Today, I am a stomach ache. Stomach aches usually come and go, sometimes because your constipated, cramping, not eating well, but what I had on monday was most likely food poisoning. Monday morning i barfed and barfed and barfed a total of 3 times and it was no fun. My voice was shaking, I felt like I was going to throw up all my internal organs... it was horrible. But after throwing up, I felt like I had the energy to go to work and do my stuff, but after sitting on my bed for a few minutes, I realized that it was impossible to actually work for 8 hours (7 plus a lunch) and drive there and back. I stayed at home, curled up into a tiny little ball and slept with my stomach screaming at me, and my head pounding on me, like they were having an argument about what I ate and why my brain made me eat it.
What did I eat that made me get food poisoning? No idea. I ate at home. My family ate everything I had, my boyfriend came over and ate everything I did too. Everyone else (thankfully) is healthy, just I got infected with some nasty Salmonella or similar microbe that just loves to make you barf randomly after eating yummy delicious food.
But the best part of being sick is the love and care you get. Having my parents check up on me every now and then (although I did at the moment, preferred peace and quiet): bringing me warm water when the cup beside my bed was icy cold; cooking me (nasty) congee so that I will get better; calling every now and then (which can get irritating) just to make sure I'm not having a fever or anything.
Then there's the boyfriend.
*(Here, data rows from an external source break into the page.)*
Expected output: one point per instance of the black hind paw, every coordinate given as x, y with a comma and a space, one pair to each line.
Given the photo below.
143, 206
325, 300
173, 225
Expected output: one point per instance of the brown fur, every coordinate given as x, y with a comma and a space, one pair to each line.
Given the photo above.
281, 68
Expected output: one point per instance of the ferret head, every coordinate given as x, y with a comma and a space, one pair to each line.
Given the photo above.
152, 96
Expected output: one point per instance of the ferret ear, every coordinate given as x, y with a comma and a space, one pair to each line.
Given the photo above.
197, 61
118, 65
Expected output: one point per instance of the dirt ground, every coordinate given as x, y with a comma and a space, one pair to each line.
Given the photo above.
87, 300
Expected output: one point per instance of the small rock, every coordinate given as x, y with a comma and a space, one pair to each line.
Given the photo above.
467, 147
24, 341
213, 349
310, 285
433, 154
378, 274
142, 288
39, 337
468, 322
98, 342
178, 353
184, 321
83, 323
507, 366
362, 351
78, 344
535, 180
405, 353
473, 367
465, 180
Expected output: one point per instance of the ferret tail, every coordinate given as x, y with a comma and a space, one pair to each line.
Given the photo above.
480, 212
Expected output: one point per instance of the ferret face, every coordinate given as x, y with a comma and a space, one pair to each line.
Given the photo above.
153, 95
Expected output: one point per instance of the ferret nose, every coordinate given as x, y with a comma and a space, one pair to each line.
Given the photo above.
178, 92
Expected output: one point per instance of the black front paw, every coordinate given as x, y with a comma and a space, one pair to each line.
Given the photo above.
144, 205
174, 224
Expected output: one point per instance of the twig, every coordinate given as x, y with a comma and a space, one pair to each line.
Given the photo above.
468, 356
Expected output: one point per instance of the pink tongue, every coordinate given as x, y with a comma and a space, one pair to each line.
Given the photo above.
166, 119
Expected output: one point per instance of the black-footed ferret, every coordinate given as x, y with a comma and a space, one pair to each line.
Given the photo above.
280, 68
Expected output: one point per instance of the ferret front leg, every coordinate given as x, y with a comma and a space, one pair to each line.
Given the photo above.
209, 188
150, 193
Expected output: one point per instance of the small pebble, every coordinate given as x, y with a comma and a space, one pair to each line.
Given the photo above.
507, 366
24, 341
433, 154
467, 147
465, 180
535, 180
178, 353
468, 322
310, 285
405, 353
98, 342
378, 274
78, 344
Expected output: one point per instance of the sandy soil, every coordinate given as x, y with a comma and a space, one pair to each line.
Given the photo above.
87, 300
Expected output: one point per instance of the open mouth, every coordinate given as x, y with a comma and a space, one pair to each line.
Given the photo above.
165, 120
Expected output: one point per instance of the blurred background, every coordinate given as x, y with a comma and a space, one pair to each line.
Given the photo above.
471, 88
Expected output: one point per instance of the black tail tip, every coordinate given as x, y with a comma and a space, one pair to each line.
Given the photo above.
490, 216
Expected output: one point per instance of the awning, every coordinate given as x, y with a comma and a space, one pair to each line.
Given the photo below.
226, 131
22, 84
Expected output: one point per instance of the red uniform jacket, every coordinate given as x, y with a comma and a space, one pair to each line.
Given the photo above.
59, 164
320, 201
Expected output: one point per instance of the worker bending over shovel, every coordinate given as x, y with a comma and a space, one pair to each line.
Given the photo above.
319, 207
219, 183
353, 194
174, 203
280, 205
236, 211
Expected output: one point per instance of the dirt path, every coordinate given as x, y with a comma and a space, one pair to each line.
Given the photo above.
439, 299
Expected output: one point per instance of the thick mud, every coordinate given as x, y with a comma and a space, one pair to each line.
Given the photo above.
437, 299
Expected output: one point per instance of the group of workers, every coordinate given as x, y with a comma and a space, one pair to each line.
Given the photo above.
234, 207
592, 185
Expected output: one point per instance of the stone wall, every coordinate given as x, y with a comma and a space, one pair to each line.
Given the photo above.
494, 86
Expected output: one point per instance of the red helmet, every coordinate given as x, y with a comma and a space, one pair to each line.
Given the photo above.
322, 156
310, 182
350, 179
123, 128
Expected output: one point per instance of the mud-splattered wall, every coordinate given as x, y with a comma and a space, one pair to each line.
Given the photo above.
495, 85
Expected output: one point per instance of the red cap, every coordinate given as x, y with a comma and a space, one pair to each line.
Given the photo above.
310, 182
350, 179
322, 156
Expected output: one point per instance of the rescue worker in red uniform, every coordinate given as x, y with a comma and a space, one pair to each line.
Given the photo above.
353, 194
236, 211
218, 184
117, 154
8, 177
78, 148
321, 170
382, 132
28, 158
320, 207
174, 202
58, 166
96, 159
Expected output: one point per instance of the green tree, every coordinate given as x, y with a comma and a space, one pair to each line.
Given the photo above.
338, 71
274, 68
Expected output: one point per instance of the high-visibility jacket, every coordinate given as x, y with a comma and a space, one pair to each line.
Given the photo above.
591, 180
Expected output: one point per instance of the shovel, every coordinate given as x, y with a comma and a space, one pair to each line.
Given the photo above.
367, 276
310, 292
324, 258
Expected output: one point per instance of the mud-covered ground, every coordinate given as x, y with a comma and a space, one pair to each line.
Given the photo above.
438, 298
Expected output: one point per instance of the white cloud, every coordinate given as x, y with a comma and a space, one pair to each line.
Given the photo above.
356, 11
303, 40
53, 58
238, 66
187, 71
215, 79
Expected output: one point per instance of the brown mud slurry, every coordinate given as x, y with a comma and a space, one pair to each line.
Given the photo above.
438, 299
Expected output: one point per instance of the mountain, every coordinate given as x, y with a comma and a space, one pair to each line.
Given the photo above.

I wont say the 'perfect' boyfriend would you do, but I believe that 'anyones' boyfriend should watch over their girlfriend when their sick, and thats what mine did. He came over and just sat by me as I slept, kept me warm by making sure a blanket was around me. As corny as it is, giving me a peck on the forehead just to make it 'feel' better. Getting me my water when I want it. Everything just made me feel better, even if my stomach was hating me and my brain was stressing over what my stomach was babbling about.
Today I am a stomach ache, and as bad as stomach aches can be, there's always a good side to it. Even if you dont think there is, someone is always caring about you and wishing you to feel better.